LOGIC IS MAGIC – international course on logic

I am planning to offer an international course on basic Logic for (primarily)  Philosophy with Children practitioners – to be taught in English, called ‘LOGIC IS MAGIC’.
Over many years I have developed a speciality in teaching Logic to those who find Logic difficult  - ever since I found myself helping fellow students in Honours Philosophy at university.
While I found Logic easy, I was surprised that fellow Honours Philosophy students found it so difficult, and began to try to figure out why they found it hard. It was very important as Logic was compulsary,  and if one failed then one failed the whole degree. The text book we used worked for the students who already understood algebra, but others just could not understand the very basics. And it was here I had to invent a way of explaining how Logic works.
I first devised and taught this course in Montclair State University for the Philosophy Dept in 1986, and later taught it as part of the CoPI training. (I also taught a children’s version during the 1990′s.) As most lecturers experience, it is easy to teach Logic to those who find it easy e.g.  those who are good at algebra – they more or less teach themselves.  But it is very hard to teach Logic to folk who are not adept at symbolic manipulation. For a couple of years I tried to write a book using the Logic teaching method I had developed , but found that it is not possible. I have written a handbook that accompanies the course, but the main teaching has to be done individually with the students present, I cannot find any way of writing up as a text book.
I am asking on social networks if folk would be interested. lets see the response.

Thoughts about GSD 3: How to get Philosophical reasoning into schools quickly?

The trick was how to enable the teachers to deliver this without training. As one Head Teacher said , “I want a book that a teacher can just pick up and begin to implement with children.”

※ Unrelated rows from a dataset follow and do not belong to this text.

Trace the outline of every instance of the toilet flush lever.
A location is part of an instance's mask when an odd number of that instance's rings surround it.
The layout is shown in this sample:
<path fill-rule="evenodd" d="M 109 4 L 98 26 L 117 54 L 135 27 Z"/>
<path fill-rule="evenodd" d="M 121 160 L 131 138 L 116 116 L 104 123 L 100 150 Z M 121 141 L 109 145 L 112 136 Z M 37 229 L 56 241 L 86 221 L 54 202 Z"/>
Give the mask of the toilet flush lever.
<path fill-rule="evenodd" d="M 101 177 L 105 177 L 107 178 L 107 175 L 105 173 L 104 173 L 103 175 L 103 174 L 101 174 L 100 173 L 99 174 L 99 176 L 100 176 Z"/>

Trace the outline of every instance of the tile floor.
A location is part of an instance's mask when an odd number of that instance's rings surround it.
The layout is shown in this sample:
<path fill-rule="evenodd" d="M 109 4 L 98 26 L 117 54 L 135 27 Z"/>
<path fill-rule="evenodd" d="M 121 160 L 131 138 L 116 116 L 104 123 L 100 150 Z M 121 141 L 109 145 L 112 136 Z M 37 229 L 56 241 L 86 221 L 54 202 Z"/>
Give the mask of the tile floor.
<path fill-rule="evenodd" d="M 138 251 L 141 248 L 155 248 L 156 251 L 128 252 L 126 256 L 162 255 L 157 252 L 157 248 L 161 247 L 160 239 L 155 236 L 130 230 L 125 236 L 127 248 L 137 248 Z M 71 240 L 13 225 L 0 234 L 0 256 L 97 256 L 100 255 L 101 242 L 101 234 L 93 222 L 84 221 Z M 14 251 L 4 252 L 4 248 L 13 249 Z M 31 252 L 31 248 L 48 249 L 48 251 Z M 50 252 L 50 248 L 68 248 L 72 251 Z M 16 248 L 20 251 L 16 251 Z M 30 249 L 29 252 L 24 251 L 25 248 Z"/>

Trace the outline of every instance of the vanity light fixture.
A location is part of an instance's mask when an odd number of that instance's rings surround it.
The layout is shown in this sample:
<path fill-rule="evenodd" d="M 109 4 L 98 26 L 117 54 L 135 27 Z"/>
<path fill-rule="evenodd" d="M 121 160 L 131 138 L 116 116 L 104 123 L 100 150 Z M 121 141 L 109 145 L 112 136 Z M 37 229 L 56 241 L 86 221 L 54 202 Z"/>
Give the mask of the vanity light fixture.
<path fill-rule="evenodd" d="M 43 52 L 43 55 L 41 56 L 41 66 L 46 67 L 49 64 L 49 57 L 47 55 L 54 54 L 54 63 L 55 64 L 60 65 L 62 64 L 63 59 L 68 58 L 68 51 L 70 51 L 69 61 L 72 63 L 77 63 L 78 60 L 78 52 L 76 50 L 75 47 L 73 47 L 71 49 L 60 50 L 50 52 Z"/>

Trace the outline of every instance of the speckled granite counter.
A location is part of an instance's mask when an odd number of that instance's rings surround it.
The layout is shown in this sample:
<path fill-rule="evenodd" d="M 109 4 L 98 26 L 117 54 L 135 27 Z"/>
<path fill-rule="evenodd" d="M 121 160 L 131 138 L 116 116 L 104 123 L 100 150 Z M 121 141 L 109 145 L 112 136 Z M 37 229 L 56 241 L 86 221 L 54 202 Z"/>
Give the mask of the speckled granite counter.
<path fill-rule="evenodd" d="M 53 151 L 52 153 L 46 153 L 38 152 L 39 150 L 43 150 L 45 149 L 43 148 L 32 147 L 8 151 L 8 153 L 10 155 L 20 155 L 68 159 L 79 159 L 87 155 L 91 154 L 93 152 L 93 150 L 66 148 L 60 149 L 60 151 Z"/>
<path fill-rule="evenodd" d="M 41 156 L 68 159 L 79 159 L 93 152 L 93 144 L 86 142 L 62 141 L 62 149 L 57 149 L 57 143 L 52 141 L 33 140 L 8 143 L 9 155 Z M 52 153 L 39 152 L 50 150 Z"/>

Writing the books for children and teenagers was a joy,  but writing the teacher manuals was a new experience. I had to observe and reflect upon what I was doing and write down every step, no matter how obvious or insignificant it seemed – such as telling teachers “Do not make any comment upon what the children say in discussion”  and “Do not to indicate specific approval or disapproval of any child’s performance or contribution – only give a very general praise to the whole class.” I even give examples of what to say to the whole class.

The first GSD book “Thinking Adventures” was funded by the Scottish Government. The Director of Education in ERC required that every child should have the experience of GSD, but it was left up to each school how they would implement.

Thoughts about GSD 2: How to get Philosophical reasoning into schools quickly?

We did get philosophical reasoning into all the schools quite quickly. So  - how did we do it?

In 2004 I had a phone call from one of the Honours Philosophy  students who had taken  my  CoPI course at Glasgow University in 1990-91. She had never forgotten the impact CoPI made both on the Honours Philosophy students and on young children. Now, 14 years later, she was a Quality Improvement Officer for East Renfrewshire – consistently the No 1 Education Dept in Scotland according to the HMIE reports.

As they were already the best Education Dept. in the country they were able to take a risk that other Education Depts could not. She organised a ‘Philosophy Day ‘ in May 2004 in which I gave demonstrations and presentations to all the 7 High Schools.  From that day both pupils and staff were keen and I went on to meet with the Director of Education.

The Director wanted every child in every school to have access to the kind of philosophical  reasoning that I had demonstrated. However I had used CoPI in the Philosophy Day, and when I described the training needed for teachers to implement CoPI, the Director said that they could not afford either the time or the funds for a large number of teachers to take the equivalent of a 2- year post graduate degree. So he asked me if I could create a new way to make Philosophical concepts and reasoning accessible to the children. I agreed to this project and the Director applied to the Scottish government for funds to pay me to create this new way of teaching and to write the materials.

I decided to call it Guided Socratic Discussion, as the children were guided in a Socratic way, and the aim was for all  the kids to be able to engage in a discussion about philosophical concepts using valid reasoning by the end of each course.

So in 2005 I began to create philosophical exercises and activities and pilot them with 3 different groups of 11- 13 year olds. The first group were volunteer children who came in their dinner break.

That class was filmed for STV News and also for a BBC 2 Newsnight feature. See the STV news item here:   STV NEWS ITEM

However these children were not typical – they were giving up their lunch hour to do philosophy and so were self selected and therefore interested. After the first 10 weeks I continued with these self selected children to test different activities and exercises. The children themselves reported when they thought an exercise was too difficult for other children. They understood other children of their age and what would interset them. The GSD programme had to work with the most challenging students as well as those who were interested.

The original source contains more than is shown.